8. The method according to claim 7, characterized in that, The step of performing cumulative summation and sample count on the indicator data stored in the average value area using an average counter to determine the cumulative indicator value and the number of indicator samples, and determining the mean data based on the cumulative indicator value and the number of indicator samples, includes: The data statistics unit performs cumulative value summation and sample count on the indicator data of the target statistical period stored in the average value area using an average counter, determines the cumulative value of the indicator and the number of indicator samples for the target statistical period, and synchronizes the cumulative value of the indicator and the number of indicator samples to the operation and maintenance unit. The operation and maintenance unit determines the iterative cumulative value and iterative sample number based on the cumulative value and sample number of the indicator in the target statistical period, as well as the cumulative value and sample number of the indicator in the historical statistical period, using a two-parameter calculation model. The operation and maintenance unit determines the mean data based on the cumulative value of the iteration and the number of iteration samples, and sends the mean data to the data statistics unit.
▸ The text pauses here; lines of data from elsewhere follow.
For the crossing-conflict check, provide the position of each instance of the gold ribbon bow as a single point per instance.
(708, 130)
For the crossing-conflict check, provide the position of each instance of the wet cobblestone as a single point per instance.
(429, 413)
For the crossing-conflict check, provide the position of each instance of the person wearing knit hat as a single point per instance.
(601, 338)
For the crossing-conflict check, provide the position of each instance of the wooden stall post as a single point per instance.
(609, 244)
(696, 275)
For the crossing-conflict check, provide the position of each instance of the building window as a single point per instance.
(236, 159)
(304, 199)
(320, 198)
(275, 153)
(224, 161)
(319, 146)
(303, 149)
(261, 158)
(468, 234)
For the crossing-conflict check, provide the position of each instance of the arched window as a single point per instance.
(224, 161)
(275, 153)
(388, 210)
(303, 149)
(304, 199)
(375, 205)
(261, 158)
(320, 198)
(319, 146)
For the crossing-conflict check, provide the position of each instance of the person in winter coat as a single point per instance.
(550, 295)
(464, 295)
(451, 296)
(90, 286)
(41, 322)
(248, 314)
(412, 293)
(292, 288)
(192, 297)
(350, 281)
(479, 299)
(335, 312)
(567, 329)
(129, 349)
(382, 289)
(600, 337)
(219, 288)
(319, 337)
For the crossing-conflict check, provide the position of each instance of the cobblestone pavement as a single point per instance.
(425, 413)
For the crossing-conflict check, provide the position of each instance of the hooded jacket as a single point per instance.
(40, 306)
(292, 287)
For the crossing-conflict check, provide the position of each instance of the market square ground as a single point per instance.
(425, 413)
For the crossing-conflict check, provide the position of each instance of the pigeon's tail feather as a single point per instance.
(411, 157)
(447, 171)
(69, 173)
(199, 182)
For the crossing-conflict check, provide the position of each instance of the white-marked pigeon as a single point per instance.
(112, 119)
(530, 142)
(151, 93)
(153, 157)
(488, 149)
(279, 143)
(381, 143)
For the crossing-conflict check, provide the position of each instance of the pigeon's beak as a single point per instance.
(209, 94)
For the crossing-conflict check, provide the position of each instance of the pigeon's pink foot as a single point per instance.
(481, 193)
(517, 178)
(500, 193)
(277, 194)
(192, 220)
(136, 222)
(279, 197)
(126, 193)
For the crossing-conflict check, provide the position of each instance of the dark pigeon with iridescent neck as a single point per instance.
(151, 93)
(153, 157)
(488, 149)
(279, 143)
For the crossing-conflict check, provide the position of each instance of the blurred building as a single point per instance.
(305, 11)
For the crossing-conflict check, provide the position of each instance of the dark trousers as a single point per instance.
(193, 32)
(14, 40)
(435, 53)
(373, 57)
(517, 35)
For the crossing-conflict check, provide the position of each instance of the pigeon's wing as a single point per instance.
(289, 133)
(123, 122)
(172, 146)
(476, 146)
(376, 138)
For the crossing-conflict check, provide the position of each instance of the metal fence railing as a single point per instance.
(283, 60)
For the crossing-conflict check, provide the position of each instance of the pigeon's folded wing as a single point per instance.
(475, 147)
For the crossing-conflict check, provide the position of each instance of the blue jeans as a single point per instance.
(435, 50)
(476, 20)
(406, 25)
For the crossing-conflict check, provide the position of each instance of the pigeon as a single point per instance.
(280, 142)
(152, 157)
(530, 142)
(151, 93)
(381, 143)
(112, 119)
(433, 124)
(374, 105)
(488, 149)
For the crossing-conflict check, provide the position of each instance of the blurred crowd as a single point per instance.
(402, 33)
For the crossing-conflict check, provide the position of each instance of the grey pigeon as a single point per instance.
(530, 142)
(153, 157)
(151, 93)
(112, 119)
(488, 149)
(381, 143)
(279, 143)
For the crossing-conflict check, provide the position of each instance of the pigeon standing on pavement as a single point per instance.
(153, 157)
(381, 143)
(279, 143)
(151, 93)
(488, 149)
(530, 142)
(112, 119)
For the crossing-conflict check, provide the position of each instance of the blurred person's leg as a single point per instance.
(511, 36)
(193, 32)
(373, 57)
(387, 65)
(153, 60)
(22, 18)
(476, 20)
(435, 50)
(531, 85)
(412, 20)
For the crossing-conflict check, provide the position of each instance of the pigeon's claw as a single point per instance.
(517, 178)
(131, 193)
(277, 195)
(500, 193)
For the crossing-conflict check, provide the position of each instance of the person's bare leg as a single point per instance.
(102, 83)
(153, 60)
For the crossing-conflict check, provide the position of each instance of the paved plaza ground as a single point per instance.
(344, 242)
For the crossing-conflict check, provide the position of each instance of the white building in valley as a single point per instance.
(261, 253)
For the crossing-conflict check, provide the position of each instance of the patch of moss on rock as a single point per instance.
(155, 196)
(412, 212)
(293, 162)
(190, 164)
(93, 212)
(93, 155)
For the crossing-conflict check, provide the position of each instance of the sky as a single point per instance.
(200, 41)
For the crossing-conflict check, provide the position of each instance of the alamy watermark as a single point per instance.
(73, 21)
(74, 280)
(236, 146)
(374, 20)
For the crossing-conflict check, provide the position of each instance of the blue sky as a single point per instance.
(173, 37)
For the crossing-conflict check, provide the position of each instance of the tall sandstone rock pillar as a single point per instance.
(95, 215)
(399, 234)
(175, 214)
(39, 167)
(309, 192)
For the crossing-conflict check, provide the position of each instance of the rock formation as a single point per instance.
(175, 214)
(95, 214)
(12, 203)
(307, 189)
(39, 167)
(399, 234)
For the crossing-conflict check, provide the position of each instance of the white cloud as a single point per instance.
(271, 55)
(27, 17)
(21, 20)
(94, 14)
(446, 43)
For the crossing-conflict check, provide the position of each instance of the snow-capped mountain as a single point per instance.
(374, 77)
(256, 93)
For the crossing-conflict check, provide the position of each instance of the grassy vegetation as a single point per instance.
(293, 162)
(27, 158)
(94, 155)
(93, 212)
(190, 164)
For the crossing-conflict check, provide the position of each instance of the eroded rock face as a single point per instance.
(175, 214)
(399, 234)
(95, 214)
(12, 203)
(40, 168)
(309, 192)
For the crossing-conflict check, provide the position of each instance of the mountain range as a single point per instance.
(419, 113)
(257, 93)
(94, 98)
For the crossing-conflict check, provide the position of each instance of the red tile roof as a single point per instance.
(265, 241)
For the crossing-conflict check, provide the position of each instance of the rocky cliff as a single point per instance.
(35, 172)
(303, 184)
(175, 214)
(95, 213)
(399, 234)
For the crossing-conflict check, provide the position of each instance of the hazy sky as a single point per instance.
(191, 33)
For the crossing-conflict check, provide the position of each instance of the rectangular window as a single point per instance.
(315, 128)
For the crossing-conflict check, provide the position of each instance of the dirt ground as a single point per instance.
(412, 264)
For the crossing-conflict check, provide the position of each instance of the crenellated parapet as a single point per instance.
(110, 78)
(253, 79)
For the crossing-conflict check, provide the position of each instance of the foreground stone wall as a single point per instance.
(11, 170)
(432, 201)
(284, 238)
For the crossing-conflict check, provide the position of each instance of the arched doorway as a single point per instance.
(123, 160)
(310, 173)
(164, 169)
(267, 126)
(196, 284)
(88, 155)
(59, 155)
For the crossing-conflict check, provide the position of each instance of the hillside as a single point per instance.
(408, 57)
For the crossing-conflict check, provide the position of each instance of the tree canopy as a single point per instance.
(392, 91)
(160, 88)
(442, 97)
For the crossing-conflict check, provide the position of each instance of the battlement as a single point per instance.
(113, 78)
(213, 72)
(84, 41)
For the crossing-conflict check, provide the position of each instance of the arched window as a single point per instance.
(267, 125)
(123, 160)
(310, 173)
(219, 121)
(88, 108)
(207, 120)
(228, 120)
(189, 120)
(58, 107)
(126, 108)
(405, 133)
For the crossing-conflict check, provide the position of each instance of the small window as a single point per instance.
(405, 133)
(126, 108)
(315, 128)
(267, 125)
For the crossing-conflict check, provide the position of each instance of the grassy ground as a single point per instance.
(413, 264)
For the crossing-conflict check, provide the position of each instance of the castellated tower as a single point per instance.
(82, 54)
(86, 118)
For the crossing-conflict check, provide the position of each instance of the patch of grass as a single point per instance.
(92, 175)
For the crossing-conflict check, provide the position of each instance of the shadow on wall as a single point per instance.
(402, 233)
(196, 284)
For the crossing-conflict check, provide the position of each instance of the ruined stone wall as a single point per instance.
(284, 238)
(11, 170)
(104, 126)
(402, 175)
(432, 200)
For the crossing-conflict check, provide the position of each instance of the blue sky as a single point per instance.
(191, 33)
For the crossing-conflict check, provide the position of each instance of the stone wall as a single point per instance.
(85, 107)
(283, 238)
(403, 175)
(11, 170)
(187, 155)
9. The method according to claim 1, characterized in that, Also includes: The data statistics unit generates an anomaly data report based on the indicator data stored in the anomaly counter area; The abnormal data report includes: indicator name, threshold value, and time when the abnormal data was generated; The abnormal data report is stored in the local abnormal log, and the abnormal data processing status is marked in the local abnormal log.
10. The method according to claim 1, characterized in that, After receiving the indicator statistics, the operation and maintenance unit processes the indicator statistics based on the indicator type and indicator level, and generates a performance indicator report. The system also includes: The operation and maintenance unit reports the performance indicators to the network management system and records the reporting results of the performance indicators in the status log.